Expanding on the Cookie Exercise
With the cookie finding exercise, I decided to bring it further with the help of ChatGPT on the coding portion. I prompted it to help me come up with a template using OpenCV, Python and Selenium to scrape any cookie prompts and automatically screenshot it. The browser used for it work was with the help of chromedriver which allow users to do testings.
Exercise 4
Coding with Selenium
The first test was run the code real time with me surfing the net, until it detects the word "cookie" and "data", it will take a screenshot of the page. The bottom image was a screenshot taken from the code running live.
After getting just the screenshots does not really says or do anything, which I then tried prompting ChatGPT to tweak the code such that it can run real-time and detect cookie banner prompts on whichever website I surfed. Upon detection, it would then create this bounding box around the cookie prompts. I was then advice to use Chromedriver as the platform for web testing, which took me awhile figuring how to get it installed. The code first met with some problem trying to detect the cookie banners, however after feeding the error message back to ChatGPT, it managed to resolve it quickly.

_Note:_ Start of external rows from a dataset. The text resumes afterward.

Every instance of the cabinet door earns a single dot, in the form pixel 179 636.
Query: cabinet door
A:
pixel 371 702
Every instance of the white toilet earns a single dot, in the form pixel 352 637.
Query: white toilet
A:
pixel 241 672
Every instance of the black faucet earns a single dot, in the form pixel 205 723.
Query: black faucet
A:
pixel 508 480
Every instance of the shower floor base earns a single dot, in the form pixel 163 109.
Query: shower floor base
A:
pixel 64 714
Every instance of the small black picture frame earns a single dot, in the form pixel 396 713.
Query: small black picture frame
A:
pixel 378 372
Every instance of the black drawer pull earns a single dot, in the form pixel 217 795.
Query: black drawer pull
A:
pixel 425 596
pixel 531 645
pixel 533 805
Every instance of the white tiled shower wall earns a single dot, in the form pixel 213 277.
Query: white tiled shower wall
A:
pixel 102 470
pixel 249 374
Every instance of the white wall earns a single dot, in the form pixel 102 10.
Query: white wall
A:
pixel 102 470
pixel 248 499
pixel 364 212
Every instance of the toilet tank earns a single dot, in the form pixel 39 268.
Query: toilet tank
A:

Subsequently, I tried having instead of just the border outlined, I added solid fill into the detected prompts to make it stand out. Alternatively, I could use a the gaussian blur effect on the detected area and get rid of the cookie prompt partially. After adding these effects on top of it, I decided to animate using CSS to see how far I can push the idea and create a sort of glitch effect it really grabs your attention rather than the usual cookie prompts which makes people unbothered by it.
Thoughts
From this exercise, it could be applied in the scenario where in near future, data as commodity, cookie collections becomes mandatory and to what tools or means can we apply to raise awareness of it? Perhaps a new subscription to a software/ tool that blocks these cookie collection prompts.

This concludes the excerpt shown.